Fresh hunt for Auditor to slow down State agencies

Former Auditor-General Edward Ouko. FILE PHOTO | NMG

What you need to know:

  • PSC Chairman Stephen Korogo said Wednesday that none of the 17 shortlisted candidates had met the threshold to replace former Auditor-General Edward Ouko whose term expired in August.

The government has restarted the process of recruiting the Auditor-General, a move that is set to further complicate financial planning at State corporations.

Public Service Commission (PSC) Chairman Stephen Korogo said Wednesday that none of the 17 shortlisted candidates had met the threshold to replace former Auditor-General Edward Ouko whose term expired in August.

The PSC is expected to readvertise the position anytime from now in what is likely to further drag the hunt for Mr Ouko’s replacement after running beyond the threshold prescribed in law.

“After thorough analysis of the performance of the applicants, the panel submitted its report to the appointing authority.
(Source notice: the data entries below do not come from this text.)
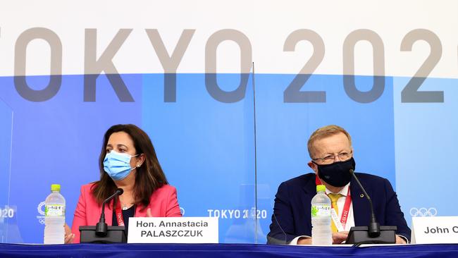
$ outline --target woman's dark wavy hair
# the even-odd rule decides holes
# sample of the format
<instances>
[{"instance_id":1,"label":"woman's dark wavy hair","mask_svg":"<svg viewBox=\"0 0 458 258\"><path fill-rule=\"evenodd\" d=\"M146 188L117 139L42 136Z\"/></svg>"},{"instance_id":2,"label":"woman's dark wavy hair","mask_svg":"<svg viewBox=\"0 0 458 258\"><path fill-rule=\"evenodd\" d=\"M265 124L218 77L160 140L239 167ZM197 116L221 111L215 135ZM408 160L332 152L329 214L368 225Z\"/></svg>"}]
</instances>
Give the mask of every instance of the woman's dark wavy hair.
<instances>
[{"instance_id":1,"label":"woman's dark wavy hair","mask_svg":"<svg viewBox=\"0 0 458 258\"><path fill-rule=\"evenodd\" d=\"M153 144L142 129L135 125L116 125L111 126L104 135L104 143L101 145L100 157L99 158L99 169L100 180L92 186L92 194L97 203L101 204L117 189L114 181L104 170L104 159L106 154L106 145L111 134L124 132L128 134L134 142L137 152L135 154L144 154L144 162L140 168L136 168L135 185L134 186L134 197L135 204L142 204L143 207L149 204L149 199L153 192L163 185L168 185L159 161L156 156Z\"/></svg>"}]
</instances>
In its findings, the panel determined that it was unable to pick any names for nomination for appointment as Auditor-General,” Mr Kirogo said in a statement. The position, which had attracted 70 applicants, will now go through another selection process that is expected to stretch beyond the first quarter of 2020.
Already, the Kenya Electricity Generating Company (KenGen) has announced that it will delay its dividend payment for the year ended June after it was unable to publish results for the period due to a bureaucratic holdup.
The Nairobi Securities Exchange-listed firm could not release its financials because of the vacancy at the office of the Auditor-General, which audits books of State-controlled firms.
The State firm paid a dividend of Sh0.4 per share on February 7, 2019, being the payout for the year ended June 2018.
The further delay in publishing its results for the subsequent financial year and the annual general meeting means that the dividend for the review period, if any, will be paid much later than usual.
Analysts say this is likely to result in dumping of the company’s shares, especially by investors who had bought the stock in anticipation of a dividend around the normal payout dates.
Kenya Power and Kenya Pipeline Company, as well as several other State corporations, are also likely to suffer the same fate given that they have been equally affected by the vacancy at the Auditor-General’s office.
The electricity distributor, however, is not expected to declare a dividend for the year ended June.
It has warned investors that its net earnings for the period will be lower by at least 25 percent compared to the year before when it made Sh1.9 billion and failed to declare a dividend.
The Central Bank of Kenya (CBK) has also said that it cannot submit its audited books of accounts to Parliament due to the lack of a substantive Auditor-General to sign them.
Last month, acting Treasury Secretary Ukur Yatani, in a letter to National Assembly Speaker Justin Muturi, cited the vacancy in the National Audit Office for the bank’s failure to submit certified financial statements for the year 2018/2019.
Section 81 of the Public Finance Management Act, 2012 requires the accounting officer of a national government entity to, not later than three months after the end of each financial year, submit the financial statements to the Auditor-General amongst other constitutional offices and publicise the financial statements.
The delayed appointment of the Auditor-General will also leave the government shooting itself in the foot with crippled financial access even from the same corporations and difficulty in determining the accurate share to be allocated to counties.
The Auditor-General’s office is among the most independent with legal insulation from interference from any arm of the government.
“The Auditor-General shall not be subject to direction or control by any person or authority in carrying out his or her functions under the Constitution or under this Act,” reads section 10 of the Public Audit Act 2015.
The rejected nominees are said to have been largely drawn from the Auditor-General’s office, burning their chances of replacing their former boss in the fresh recruitment and heightening chances of having an outsider run the office.